Monday, December 5, 2011

Mind The Aperture

Picture each software system as a gigantic puzzle — an admittedly over-simplified analogy.  Each piece, so the visualization goes, is an encapsulated component with boundaries and responsibilities.  Only when each puzzle piece is connected do we have a complete software system — the big picture coalesces on the landscape.

A problem with this analogy though — one that might reflect some of the challenges we face in grasping the true depth of problems our code aims to solve. You see, the big picture — the one resulting from an assembly of puzzle pieces — isn't a fundamental given.  We haven't anything concrete to serve as a reference picture.  How do we know when the system is ready?

Gaps In Foresight
The waterfall approach to software development doesn't work because of a fundamental misstep in presumed knowledge.  Knowledge before the construction phase starts.  Apertures inevitably rear their heads only after development has started.  If we are to assume that we won't hit these gaps in knowledge during the development of our product, we're ill-prepared to deal with them right from the get-go.

So what do these gaps represent?  Do they mean that there are serious problems with our understanding in what we've set out to build?  Do they mean that we've simply miscalculated the complexity involved?  Was our team naive in choosing the required technology platform on which our software runs?  Any one of these could be true, and the only way you'll find out is to try building it.  The trick is, if you can eliminate the painfully obvious gaps in knowledge before you start your endeavor, you can be sure that you're on the right path.

Wide gaps in foresight are preventable.  Perhaps even mid-size gaps can be identified and evaluated with no more than a little research.  It's the smaller ones to look out for.  These gaps in our assumed know-how will come back to bite us once we've put in any real development effort.  The trouble with small gaps in understanding what the software project is all about is that they tend to progress along side the project.  As the project grows in size, the components that we've designed — the interfaces that serve as the basis of our architecture — are lodged throughout the code.  And in the same way the newly-fashioned design parades through the system, establishing it's roots as the basis of which the rest of the code uses, the small gaps in our understanding take hold and forever change the future of the project.  That is, unless we can learn to differentiate between good gaps and bad gaps.

Leaving Gaps Alone
Who says all missing pieces are necessary, that all potential gaps of any software system must be filled?  I think this is another misconception that we all experience at one point or another during our lives of building software.  We have to somehow understand and implement all potential use cases of the system, including those that stakeholders have yet to consider.  These aren't exactly easy to come up with either.  We have to put ourselves in the shoes of users.  Of administrators.  Of support staff.  Anyone.

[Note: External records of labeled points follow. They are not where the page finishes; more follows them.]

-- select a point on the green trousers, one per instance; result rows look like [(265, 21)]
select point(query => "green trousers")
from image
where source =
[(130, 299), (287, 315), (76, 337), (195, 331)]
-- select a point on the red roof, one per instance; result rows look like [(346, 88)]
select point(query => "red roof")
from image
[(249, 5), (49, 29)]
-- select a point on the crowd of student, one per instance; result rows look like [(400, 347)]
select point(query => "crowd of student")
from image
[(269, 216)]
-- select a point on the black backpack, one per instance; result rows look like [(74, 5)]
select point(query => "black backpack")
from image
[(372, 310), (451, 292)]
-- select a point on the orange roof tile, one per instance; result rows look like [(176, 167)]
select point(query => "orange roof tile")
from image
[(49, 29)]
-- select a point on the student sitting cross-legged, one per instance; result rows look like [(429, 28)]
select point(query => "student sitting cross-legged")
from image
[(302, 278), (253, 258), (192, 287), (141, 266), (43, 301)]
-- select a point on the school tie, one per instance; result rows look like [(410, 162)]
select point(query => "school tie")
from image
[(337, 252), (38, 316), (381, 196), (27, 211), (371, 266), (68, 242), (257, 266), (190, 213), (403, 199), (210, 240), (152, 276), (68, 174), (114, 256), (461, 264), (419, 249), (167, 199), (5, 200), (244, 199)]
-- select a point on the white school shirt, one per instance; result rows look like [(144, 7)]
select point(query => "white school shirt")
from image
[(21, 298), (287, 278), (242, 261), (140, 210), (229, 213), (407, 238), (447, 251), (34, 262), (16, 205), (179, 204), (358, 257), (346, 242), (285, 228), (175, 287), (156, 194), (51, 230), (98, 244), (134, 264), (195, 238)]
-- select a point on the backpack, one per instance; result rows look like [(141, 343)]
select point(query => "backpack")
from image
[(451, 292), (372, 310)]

The trouble is, once we start thinking about where the requirements fall short, we start playing a guessing game.  We generally ask the whoever the gap concerns about what they want done about it — how should we implement this scenario? Chances are, they don't know.  If they'd thought about it, it'd be in the requirements now wouldn't it?  But at this point in the game, it's difficult to think responsibly about these gaps in our understanding of what the software does.  There is no system in production yet. So how does one quantify changes that should be introduced without any knowledge in how the system works in reality?

Asking a stakeholder about a missing gap in the system during development won't necessarily help you much because they need to think about it.  Or worse, no thought goes into how to fill holes in the system and it's just a workaround that plugs the gap.  In the best case, we will sit down with the stakeholder and actually think about what the gap represents, how it should be dealt with, and what are the significant architectural changes.

Keep in mind — this is still development.  We've now got a road block in place, slowing the continuous development effort.  While the issue details are being ironed out, there really isn't much that can be accomplished in terms of writing code. Pushing forward without a full understanding of what the system goals are, we could be writing the wrong thing.

Having said all that, I think it's better to leave gaps alone during the development phase.  Just as long as they're understood.  The implications of missing requirements from all perspectives of the project will enable use to move forward in pounding out lines of code.  Nothing makes stakeholders happier than a system delivered sooner rather than later — regardless of gaps in what the system does. The key is, as I mentioned, how the system deals with gaps in understanding.  If you allow for stakeholders to view a functional system, and can point out the gaps in a meaningful way, they're more apt to make the right decision and fill it with something useful.  Just be sure to produce a working system, one that knows about the gaps but will still work.  Point out the what the gap means for every aspect of the software.  It's much easier to make these arguments when you've got a running software system to back up your claims.